El sábado murió. La bomba informativa, como pueden imaginarse, fue inexistente. Sambrell nació en Vallecas, hace 79 años. Su cara es como la de aquel niño con el que jugabas de pequeño, en el patio del colegio, pero que luego nunca volviste a ver. Hasta una tarde de otoño, cuando te lo cruzaste por la calle y pensaste “¿de qué me suena esta cara?” Él fue el malo de un centenar de ‘spaguetti westerns’ en sus años mozos. Y, de viejo, Dios sabe cuántas veces se habrá enfadado al escuchar lo de eres más lento que el caballo del malo. “Qué sabréis vosotros de caballos”, pensaría.

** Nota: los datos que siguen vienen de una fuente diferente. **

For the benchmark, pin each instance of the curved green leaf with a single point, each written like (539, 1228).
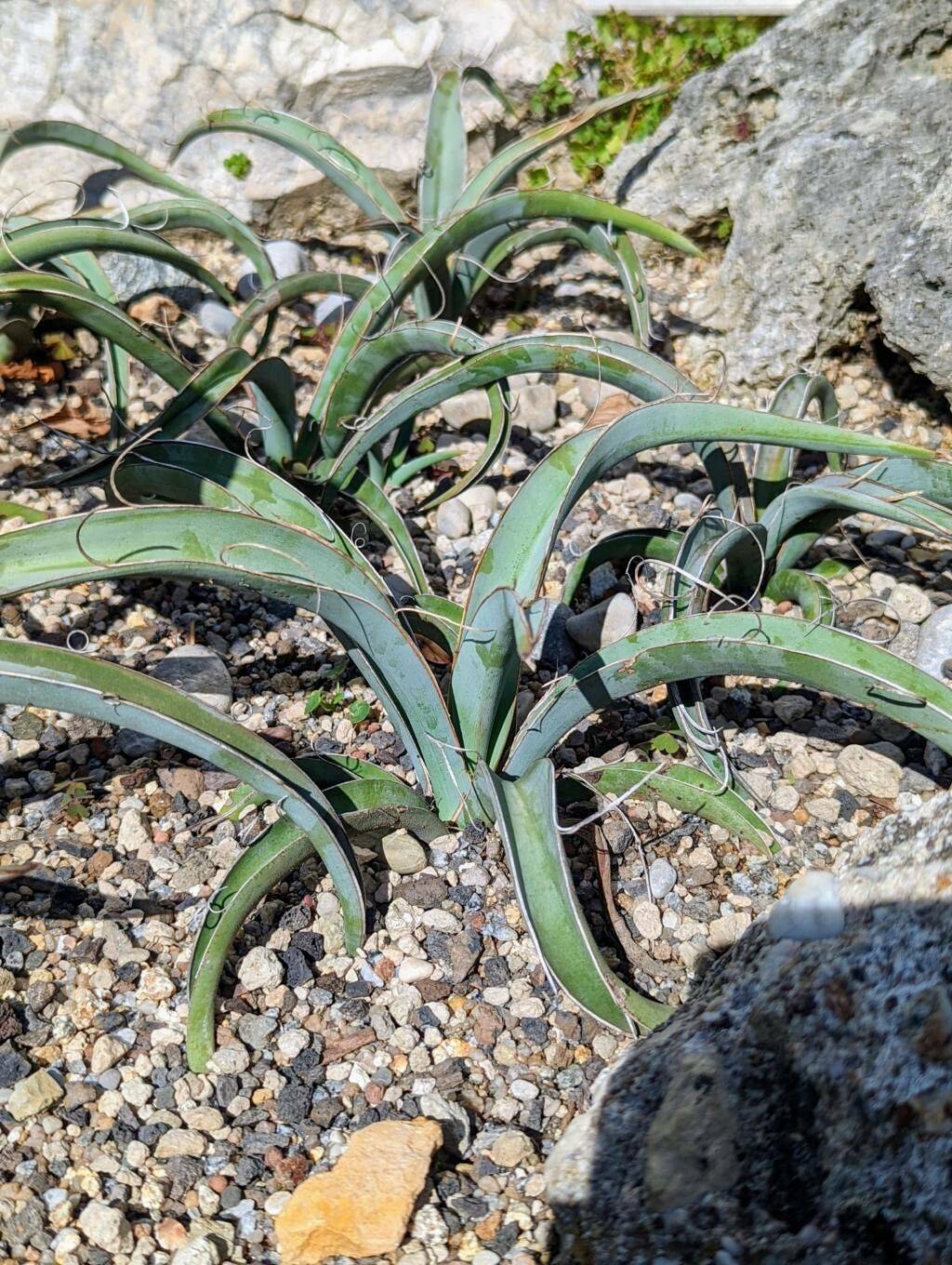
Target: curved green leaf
(737, 644)
(39, 243)
(319, 148)
(239, 549)
(519, 552)
(525, 818)
(428, 255)
(588, 355)
(288, 290)
(505, 165)
(52, 132)
(689, 791)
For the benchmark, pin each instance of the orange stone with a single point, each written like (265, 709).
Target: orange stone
(362, 1207)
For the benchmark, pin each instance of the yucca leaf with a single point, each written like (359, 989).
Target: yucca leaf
(327, 770)
(689, 791)
(190, 473)
(473, 273)
(588, 355)
(319, 148)
(179, 213)
(197, 399)
(525, 818)
(444, 171)
(737, 644)
(392, 526)
(288, 290)
(39, 243)
(774, 467)
(372, 369)
(98, 313)
(267, 861)
(519, 552)
(294, 566)
(434, 248)
(444, 168)
(85, 267)
(837, 496)
(503, 165)
(408, 470)
(805, 591)
(52, 132)
(650, 543)
(501, 635)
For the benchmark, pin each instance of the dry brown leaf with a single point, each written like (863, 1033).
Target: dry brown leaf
(611, 407)
(431, 652)
(25, 371)
(84, 421)
(154, 310)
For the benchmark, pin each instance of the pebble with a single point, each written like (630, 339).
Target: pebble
(934, 648)
(810, 910)
(260, 968)
(867, 772)
(910, 604)
(535, 407)
(603, 624)
(466, 407)
(214, 318)
(647, 920)
(403, 853)
(511, 1149)
(197, 671)
(105, 1227)
(454, 519)
(726, 930)
(661, 875)
(33, 1095)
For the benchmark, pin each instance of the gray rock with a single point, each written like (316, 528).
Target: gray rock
(601, 580)
(934, 646)
(535, 407)
(552, 646)
(859, 90)
(602, 624)
(453, 519)
(466, 407)
(214, 318)
(286, 259)
(133, 274)
(867, 772)
(197, 671)
(403, 853)
(355, 70)
(750, 1131)
(105, 1227)
(661, 875)
(331, 312)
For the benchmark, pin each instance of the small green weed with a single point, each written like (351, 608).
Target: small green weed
(238, 165)
(624, 52)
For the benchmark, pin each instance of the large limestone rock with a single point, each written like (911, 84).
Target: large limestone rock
(827, 142)
(800, 1110)
(140, 71)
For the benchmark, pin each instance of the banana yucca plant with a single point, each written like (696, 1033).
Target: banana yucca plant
(410, 316)
(215, 513)
(245, 526)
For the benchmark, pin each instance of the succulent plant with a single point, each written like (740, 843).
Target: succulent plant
(214, 513)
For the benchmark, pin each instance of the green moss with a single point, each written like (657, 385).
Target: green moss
(622, 52)
(238, 165)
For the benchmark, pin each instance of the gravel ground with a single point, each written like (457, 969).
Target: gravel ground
(128, 1156)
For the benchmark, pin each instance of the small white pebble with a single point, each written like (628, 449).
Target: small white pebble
(810, 909)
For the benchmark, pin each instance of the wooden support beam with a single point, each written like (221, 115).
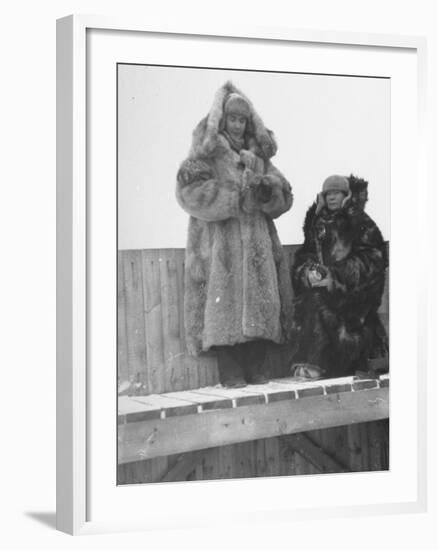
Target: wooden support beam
(332, 403)
(301, 444)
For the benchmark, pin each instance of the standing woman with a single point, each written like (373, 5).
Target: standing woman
(237, 284)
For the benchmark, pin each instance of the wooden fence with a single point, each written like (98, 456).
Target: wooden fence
(152, 358)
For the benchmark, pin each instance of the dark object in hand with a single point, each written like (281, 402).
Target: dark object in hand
(264, 192)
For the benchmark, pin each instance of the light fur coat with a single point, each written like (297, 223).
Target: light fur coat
(237, 282)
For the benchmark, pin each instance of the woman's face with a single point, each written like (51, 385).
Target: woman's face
(235, 125)
(333, 199)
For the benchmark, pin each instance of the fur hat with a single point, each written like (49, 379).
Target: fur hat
(236, 104)
(333, 183)
(336, 183)
(206, 134)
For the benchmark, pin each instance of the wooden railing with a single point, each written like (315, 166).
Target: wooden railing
(152, 355)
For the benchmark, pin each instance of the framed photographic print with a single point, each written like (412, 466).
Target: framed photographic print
(231, 210)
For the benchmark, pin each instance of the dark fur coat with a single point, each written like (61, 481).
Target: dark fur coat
(237, 283)
(338, 327)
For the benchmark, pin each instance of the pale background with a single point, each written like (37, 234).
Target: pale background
(27, 101)
(323, 124)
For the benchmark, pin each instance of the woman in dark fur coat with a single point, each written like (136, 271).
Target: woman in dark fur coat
(238, 294)
(338, 278)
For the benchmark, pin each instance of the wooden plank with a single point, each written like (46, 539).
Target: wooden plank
(272, 391)
(136, 341)
(354, 448)
(130, 410)
(190, 363)
(153, 324)
(173, 369)
(122, 343)
(204, 401)
(272, 456)
(184, 465)
(167, 405)
(232, 425)
(323, 462)
(238, 396)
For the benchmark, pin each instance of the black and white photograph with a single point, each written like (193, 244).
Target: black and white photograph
(253, 236)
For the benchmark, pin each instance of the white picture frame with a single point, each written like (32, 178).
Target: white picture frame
(75, 217)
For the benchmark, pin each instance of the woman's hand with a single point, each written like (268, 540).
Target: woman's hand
(248, 158)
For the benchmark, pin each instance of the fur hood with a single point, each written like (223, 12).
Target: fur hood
(207, 137)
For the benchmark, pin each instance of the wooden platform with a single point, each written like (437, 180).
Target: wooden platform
(184, 421)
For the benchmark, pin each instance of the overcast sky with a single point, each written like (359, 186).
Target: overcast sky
(323, 125)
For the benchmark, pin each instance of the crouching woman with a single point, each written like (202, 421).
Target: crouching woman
(338, 278)
(237, 283)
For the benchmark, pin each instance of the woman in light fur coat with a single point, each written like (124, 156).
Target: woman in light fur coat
(238, 292)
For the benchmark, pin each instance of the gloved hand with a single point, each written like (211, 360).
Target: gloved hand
(248, 159)
(249, 202)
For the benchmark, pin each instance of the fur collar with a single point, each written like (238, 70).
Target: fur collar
(207, 137)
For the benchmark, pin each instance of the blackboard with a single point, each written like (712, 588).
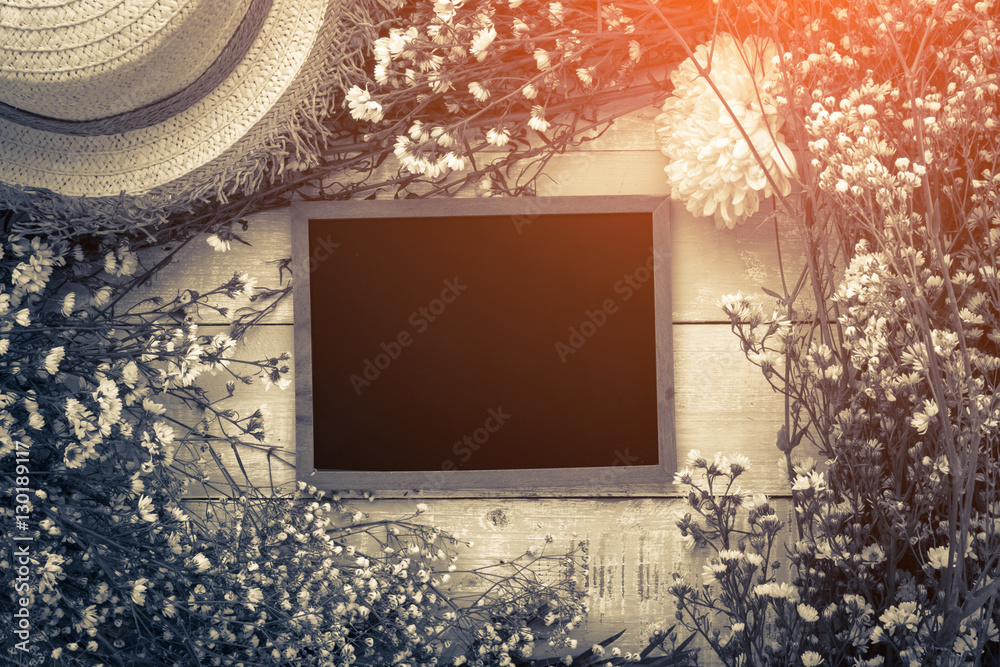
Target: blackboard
(452, 339)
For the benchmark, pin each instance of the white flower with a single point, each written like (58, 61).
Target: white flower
(69, 301)
(219, 245)
(537, 121)
(497, 136)
(139, 591)
(921, 420)
(713, 168)
(479, 91)
(808, 613)
(101, 296)
(481, 43)
(556, 12)
(542, 59)
(53, 358)
(634, 50)
(811, 659)
(363, 107)
(937, 557)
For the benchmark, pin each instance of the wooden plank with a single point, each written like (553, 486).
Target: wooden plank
(634, 549)
(198, 267)
(279, 407)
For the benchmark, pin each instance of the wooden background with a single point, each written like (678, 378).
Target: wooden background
(722, 403)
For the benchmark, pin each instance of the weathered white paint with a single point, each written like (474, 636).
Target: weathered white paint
(722, 404)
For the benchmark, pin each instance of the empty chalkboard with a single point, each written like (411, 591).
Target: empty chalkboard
(449, 339)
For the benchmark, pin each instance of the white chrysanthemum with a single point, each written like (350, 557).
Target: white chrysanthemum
(713, 169)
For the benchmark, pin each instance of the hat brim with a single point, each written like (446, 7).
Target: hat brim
(214, 146)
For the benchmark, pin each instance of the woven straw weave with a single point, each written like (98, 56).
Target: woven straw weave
(231, 141)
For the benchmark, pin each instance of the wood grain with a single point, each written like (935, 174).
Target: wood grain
(722, 404)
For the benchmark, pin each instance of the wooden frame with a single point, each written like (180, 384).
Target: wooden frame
(616, 480)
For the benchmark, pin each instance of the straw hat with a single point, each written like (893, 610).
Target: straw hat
(166, 101)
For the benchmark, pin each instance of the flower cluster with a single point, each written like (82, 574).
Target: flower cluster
(740, 578)
(451, 78)
(891, 364)
(145, 548)
(722, 132)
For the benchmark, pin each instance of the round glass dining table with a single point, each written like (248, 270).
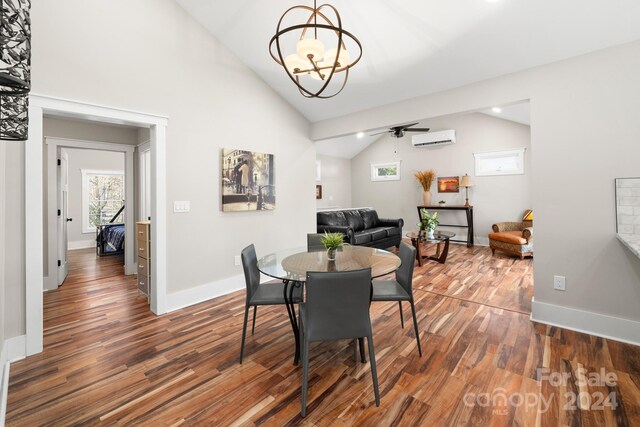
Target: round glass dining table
(292, 265)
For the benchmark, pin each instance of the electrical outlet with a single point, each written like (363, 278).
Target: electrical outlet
(559, 283)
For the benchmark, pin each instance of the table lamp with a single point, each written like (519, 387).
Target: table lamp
(466, 183)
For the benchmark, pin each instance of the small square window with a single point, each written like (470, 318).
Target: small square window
(385, 171)
(509, 162)
(102, 198)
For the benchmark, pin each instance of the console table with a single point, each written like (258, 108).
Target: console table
(469, 215)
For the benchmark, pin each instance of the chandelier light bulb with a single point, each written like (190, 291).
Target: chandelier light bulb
(316, 76)
(310, 49)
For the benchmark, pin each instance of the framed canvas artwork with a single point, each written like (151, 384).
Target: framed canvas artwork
(448, 184)
(248, 181)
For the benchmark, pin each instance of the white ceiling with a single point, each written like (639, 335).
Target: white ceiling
(415, 47)
(518, 113)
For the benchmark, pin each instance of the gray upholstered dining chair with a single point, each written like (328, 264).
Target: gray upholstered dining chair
(400, 289)
(269, 293)
(337, 308)
(314, 242)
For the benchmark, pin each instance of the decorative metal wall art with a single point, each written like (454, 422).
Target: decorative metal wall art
(15, 69)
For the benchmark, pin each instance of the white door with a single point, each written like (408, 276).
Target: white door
(63, 208)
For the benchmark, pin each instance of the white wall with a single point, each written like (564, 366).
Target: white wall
(160, 61)
(335, 181)
(14, 271)
(78, 160)
(584, 133)
(494, 198)
(3, 243)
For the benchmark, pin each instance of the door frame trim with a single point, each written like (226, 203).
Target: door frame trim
(41, 105)
(53, 145)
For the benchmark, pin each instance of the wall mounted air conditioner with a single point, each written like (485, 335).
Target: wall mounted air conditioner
(433, 139)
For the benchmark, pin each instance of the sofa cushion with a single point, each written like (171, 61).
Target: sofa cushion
(377, 233)
(393, 231)
(354, 219)
(513, 237)
(361, 238)
(332, 218)
(370, 217)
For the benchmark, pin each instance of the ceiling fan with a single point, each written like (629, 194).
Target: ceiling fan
(399, 131)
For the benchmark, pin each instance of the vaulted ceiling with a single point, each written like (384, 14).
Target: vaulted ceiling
(416, 47)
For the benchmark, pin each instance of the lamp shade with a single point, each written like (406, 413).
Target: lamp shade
(293, 62)
(310, 47)
(330, 57)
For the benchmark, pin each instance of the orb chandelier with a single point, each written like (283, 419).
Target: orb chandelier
(15, 69)
(311, 67)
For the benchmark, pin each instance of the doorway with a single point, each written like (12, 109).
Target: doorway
(34, 172)
(97, 166)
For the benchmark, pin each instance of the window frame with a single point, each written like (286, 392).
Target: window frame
(375, 168)
(482, 168)
(86, 173)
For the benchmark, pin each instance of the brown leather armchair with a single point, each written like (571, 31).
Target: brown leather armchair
(513, 237)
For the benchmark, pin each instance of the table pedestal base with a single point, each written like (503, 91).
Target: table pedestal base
(441, 257)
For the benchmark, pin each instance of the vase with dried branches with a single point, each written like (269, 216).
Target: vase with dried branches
(425, 178)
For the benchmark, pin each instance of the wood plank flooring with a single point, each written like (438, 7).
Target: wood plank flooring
(107, 360)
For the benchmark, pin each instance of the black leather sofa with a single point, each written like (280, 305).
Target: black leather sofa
(362, 227)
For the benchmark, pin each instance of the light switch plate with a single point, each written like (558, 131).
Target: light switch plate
(181, 206)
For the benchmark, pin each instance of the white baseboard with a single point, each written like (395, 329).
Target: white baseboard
(4, 390)
(14, 349)
(81, 244)
(182, 299)
(600, 325)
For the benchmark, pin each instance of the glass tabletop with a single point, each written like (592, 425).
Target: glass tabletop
(438, 236)
(293, 264)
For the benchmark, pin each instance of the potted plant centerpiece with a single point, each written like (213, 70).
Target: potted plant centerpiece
(428, 222)
(332, 242)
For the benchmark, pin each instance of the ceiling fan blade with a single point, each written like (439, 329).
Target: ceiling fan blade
(404, 126)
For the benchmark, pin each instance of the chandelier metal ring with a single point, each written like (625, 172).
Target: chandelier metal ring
(333, 68)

Uno, que cree en la justicia poética, está convencido de que algún productor de Hollywood, revisando los periódicos del día, leerá la biografía de Aldo y verá, rápido como una bala, que su vida fue un guión maravilloso: huye de una guerra en Madrid, crece en México, se convierte en futbolista en el Puebla y Monterrey, cantante de rancheras, estudia Arte Dramático en Suecia, vuelve a España, juega en el Alcoyano y en el Rayo Vallecano… Y, en 1962, debuta en ‘Atraco a las tres’.

Lo de morir no fue nada nuevo para Aldo. Ya lo había hecho cientos de veces a manos de Charles Bronson, Yul Brynner y Clint Eastwood. De hecho, el fue el único actor que participó en las tres películas de ‘La trilogía del dólar’ con el gran Sergio Leone. Y, puestos ha hablar de leyendas, también participó en ‘Aquí llega el Condemor, el pecador de la pradera’, con Chiquito de la Calzada.

Si el éxito se mide por los resultados que genera un apellido en Google, Sambrell no alcanzó la fama -tal y como la conocemos hoy-. Pero si el éxito, la felicidad, es cumplir con una vocación latente durante todos y cada uno de los días de tu vida, Sambrell fue extraordinariamente feliz.